As for other people, I understand that worry entirely. But what I keep reminding myself, is that if I end up having an issue, I can explain that I'm feeling uncomfortable or overwhelmed by a certain situation. You are just as much a person as anyone else. and most people will respond with care and understanding, as they don't want to see you in a bad spot.

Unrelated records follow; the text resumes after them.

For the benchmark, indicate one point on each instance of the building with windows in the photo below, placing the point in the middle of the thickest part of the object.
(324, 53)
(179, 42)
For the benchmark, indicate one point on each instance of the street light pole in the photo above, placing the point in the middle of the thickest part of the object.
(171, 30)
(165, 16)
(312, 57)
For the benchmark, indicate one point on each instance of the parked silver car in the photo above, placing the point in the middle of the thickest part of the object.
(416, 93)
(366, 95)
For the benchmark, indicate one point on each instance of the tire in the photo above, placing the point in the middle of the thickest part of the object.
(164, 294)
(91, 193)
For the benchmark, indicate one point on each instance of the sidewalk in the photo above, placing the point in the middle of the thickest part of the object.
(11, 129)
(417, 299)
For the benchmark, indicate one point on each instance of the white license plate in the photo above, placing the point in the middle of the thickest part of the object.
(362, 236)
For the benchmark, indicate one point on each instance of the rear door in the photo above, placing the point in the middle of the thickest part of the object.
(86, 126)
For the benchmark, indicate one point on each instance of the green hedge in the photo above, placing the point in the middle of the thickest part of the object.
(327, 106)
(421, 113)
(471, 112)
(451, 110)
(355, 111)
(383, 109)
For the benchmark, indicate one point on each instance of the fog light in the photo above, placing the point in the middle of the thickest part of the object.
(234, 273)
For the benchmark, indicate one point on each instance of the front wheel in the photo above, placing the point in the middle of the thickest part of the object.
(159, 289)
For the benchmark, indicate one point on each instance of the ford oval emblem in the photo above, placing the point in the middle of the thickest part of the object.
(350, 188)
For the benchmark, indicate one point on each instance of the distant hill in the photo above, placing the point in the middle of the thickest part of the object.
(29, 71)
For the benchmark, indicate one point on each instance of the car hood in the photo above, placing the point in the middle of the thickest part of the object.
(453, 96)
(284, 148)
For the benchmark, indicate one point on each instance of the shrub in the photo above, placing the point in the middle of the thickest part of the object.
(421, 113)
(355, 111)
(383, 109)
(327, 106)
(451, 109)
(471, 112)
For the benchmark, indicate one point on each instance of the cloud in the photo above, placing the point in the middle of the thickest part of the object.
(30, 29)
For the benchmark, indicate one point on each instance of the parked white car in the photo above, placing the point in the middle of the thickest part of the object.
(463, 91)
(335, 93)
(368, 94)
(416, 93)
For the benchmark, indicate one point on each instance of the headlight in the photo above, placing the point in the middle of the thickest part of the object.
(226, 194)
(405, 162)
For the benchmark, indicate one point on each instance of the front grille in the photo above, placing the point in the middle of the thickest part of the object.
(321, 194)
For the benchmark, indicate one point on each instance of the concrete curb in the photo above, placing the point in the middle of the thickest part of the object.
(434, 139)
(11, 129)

I'm sorry for what you're going through. But what I will say, is joining this site and writing your story takes courage. So I applaud you for your bravery to be here, and you'll always have someone to talk to here. You are safe and welcome here, always.

Linakv24 profile image
Linakv24 in reply to simplydusty

Hi Simplydusty, thank you got for your kind words. I know that relaxation method but when these anxiety comes, it over powers them, so I’m sad to report I haven’t master that technique yet. Also, I have a saying too, I tell myself “I will not fear, these fears are fake or pretend, and I’ll will be okay” but again still trying to master these techniques.

simplydusty profile image
simplydusty in reply to Linakv24

I’m far from an expert myself, trust me. I know exactly what you mean about the anxiety over powering it. It sucks doesn’t it? You’re not alone. And I love your saying, I think I’ll start using that myself!

Linakv24 profile image
Linakv24 in reply to simplydusty

Yeah it sucks! Because I would love to go out more. I would love to go to a football game, a concert, go and visit family members, also leave the country for once. But it’s a fight I battle with myself every day. Go right ahead and use the saying. I hope it helps you!! Stay strong 💪.

SRNM profile image
SRNM

Well you are not alone! Welcome to the club!

I suffer from anxiety disorder, panic attacks and mood swings. I try to control these through a combination of medication, excersise and a few activities such as cooking, running etc.

I have realised that once we cross into adulthood almost everyone has a major issue - either physical or mental health, or relationship or financial.

Linakv24 profile image
Linakv24 in reply to SRNM

Hi SRNM, I don’t like this club (lol..jk)! I have tried some of those techniques. Meditation in my mind mean going to sleep, I haven’t been able to be awake 5 minutes and I’m out. Exercise, I have an issue with that. When i try to run my chest hurts a lot and I can’t breathe well. I have told the doctor and he said because I’m not use to it. But because of the pain I prefer not too. So I walk better or bike.

But your right as age comes the body acts differently. Everything hurts or bothers me now in days.

I’m hear if you want to chat.

SRNM profile image
SRNM

Hi Linakv24 - I am 55 and still hanging in there!🙂

Is there any pastime or hobby you enjoy. I find one or two things that I enjoy help me pass the day.

Linakv24 profile image
Linakv24 in reply to SRNM

Hi SRNM, You know like every new year come people make resolution. Well when my birthday comes I always tell myself I want to change or want things to change. Less than 2 weeks is my birthday and I want it to change and get better. Lately, I’ve been reading a lot but feel I’m just trying to escape reality, I love listening to music, been playing my PlayStation lately, also, I feel like my happiest times is when I’m watching my favorite shows. I love animation.

SRNM profile image
SRNM

Reality is what me make of it. Dont let other people judge you.

Just make one resolution at your birthday - try to make yourself happier.

Also suggest that have one active pastime like gardening or cooking or painting or playing a musical instrument etc. I think that would help.

Happy birthday in advance.

Linakv24 profile image
Linakv24 in reply to SRNM

Hi SRNM, how many time have I tried to garden but I’m know for killing them. A long time ago my neighbor asked me to water her plants I said no problem ( didn’t know I was a plant killer yet) the week was almost done, when I remember about the plant. You can guess what happen, the plant was dying so I thought watering it will revive it, but no, that plant was dead the moment she left me in charger of it...lol! So I’ve taken an interest in drawing and I’m trying to study a foreign language too.

I guess my one resolution would be to be more out going. It may not seem like much but to be that’s a struggle day by day.